Another card draw probability question

There’s a extremely simple solitaire game where you draw the first card and if it’s an ace, you lose. Then the second card, and if it’s a two, you lose. Keep going, naming cards in order (ace, two, three…ten, jack, queen, king) and if the card you name is the card you draw, you lose.

What’s the probability of winning this game?

One blind spot I’ve always had is when you have to calculate the probability of something happening vs. calculating 1-P(something doesn’t happen).

Here’s how I would do the calculation here:

P(losing = drawing the card you name) = 1/13. P(not losing) = 12/13. P(not losing 52 times in a row) = (12/13)^52 = ~1.557%, which is your chance of winning.
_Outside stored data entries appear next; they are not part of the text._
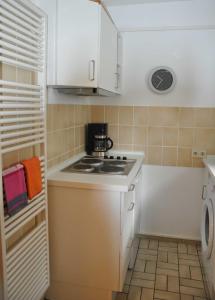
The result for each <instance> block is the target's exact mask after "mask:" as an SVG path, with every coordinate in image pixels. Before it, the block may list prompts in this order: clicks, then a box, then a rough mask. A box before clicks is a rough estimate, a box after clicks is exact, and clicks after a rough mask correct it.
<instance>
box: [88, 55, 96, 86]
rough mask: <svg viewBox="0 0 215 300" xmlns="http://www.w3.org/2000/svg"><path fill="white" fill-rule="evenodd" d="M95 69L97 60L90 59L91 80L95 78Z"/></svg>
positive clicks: (90, 73) (92, 80) (94, 78)
mask: <svg viewBox="0 0 215 300" xmlns="http://www.w3.org/2000/svg"><path fill="white" fill-rule="evenodd" d="M95 69H96V61H95V60H94V59H92V60H90V67H89V80H90V81H94V80H95Z"/></svg>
Is that right? Do I have to take into account all the cards that didn’t cause me to lose along the way?

Imagine if you played with a 2 card deck, eg A, 2. The first card drawn would entirely determine your chance of winning, because either both would match or neither. I think in general the fact that cards are discarded and not available to be drawn again means that you can’t treat the probability of losing on each turn as independent.

While we don’t know in advance what the first card is, we do know it’s not an Ace in the winning scenario, and it might have been a two. That means your odds are slightly better than 1/13 for the second card.
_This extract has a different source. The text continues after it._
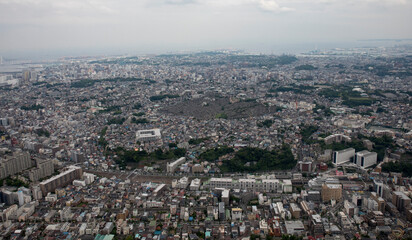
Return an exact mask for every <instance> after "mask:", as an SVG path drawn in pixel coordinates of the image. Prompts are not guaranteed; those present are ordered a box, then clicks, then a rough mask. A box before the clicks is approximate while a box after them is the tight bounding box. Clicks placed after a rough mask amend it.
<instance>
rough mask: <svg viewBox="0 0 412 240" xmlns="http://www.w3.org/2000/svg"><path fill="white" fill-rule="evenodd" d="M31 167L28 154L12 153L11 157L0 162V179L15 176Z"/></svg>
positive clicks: (0, 160)
mask: <svg viewBox="0 0 412 240" xmlns="http://www.w3.org/2000/svg"><path fill="white" fill-rule="evenodd" d="M31 166H32V163H31V159H30V154H29V153H28V152H14V153H13V155H12V156H6V157H5V159H1V160H0V179H3V178H6V177H8V176H12V175H15V174H16V173H19V172H21V171H23V170H26V169H28V168H30V167H31Z"/></svg>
How this counts in the final calculation of odds I haven’t figured out yet.

Someone answered this on StackExchange, and it’s… complicated.
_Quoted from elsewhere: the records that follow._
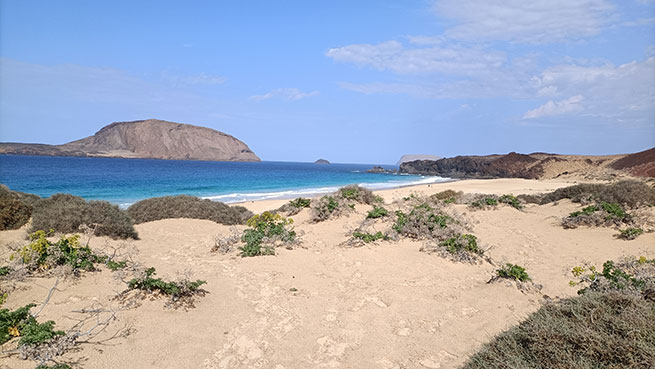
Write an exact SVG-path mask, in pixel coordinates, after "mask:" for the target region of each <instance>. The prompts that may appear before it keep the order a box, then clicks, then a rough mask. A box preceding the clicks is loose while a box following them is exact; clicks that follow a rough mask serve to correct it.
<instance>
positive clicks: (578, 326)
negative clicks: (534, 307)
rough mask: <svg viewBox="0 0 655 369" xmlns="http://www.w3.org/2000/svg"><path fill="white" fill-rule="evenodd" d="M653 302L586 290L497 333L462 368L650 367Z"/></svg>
mask: <svg viewBox="0 0 655 369" xmlns="http://www.w3.org/2000/svg"><path fill="white" fill-rule="evenodd" d="M654 362H655V303H654V302H652V301H648V300H645V299H643V298H641V297H637V296H633V295H628V294H623V293H617V292H608V293H599V292H591V293H587V294H584V295H582V296H579V297H574V298H569V299H565V300H561V301H560V302H558V303H551V304H547V305H545V306H543V307H541V308H540V309H539V310H538V311H537V312H535V313H533V314H532V315H530V316H529V317H528V318H527V319H526V320H525V321H523V322H522V323H520V324H519V325H518V326H517V327H514V328H511V329H510V330H508V331H506V332H505V333H502V334H500V335H498V336H497V337H496V338H494V339H493V341H491V342H490V343H487V344H486V345H484V346H483V347H482V348H481V349H480V350H479V351H478V353H476V354H474V355H473V356H472V357H470V358H469V360H468V361H467V362H466V364H465V365H464V367H463V368H465V369H500V368H522V369H565V368H567V369H568V368H578V369H592V368H593V369H597V368H643V369H646V368H651V367H652V366H651V365H652V363H654Z"/></svg>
This calculation is appropriate if you are replacing and re-shuffling the cards drawn, i.e. you are doing 52 separate draws from a full deck each time. Without looking at the link someone else posted as an answer, my gut tells me the actual odds of winning are going to be higher.

Since the card draws are not independent, numerical methods work better. After a couple millions trials, the crude simulation I whipped up is returning a winning percentage of about 1.62%

Interesting. So, the non-replacement aspect adds less than a tenth of a percent to the odds.

@DemonTree, thanks! I’ll check it out.

Aside on a similar question: Suppose you instead have a deck numbered from 1 to 52. You might have one “losing card”, that is, a card that’s in the position it’s “supposed to be in”. You might have more. You might not have any. But on average, the number of cards in their original position will be exactly 1. And this is, in fact, true no matter how many cards you have in your deck.

Just created a monte carlo simulation. After 25,000 iterations, I’m getting 1.562% which is much closer to the OP’s 1.557% than it is to the 1.623% from the link. I’m thinking the math geeks got some slight logic problem.

And, that’s the problem with Monte Carlo. Ran a few more iterations; now up to 100k, and I’m at 1.616%, which is now much closer to the math geeks than the OP.

Seems like Caldazar’s couple of million trials would be dispositive, assuming he got the simulation right.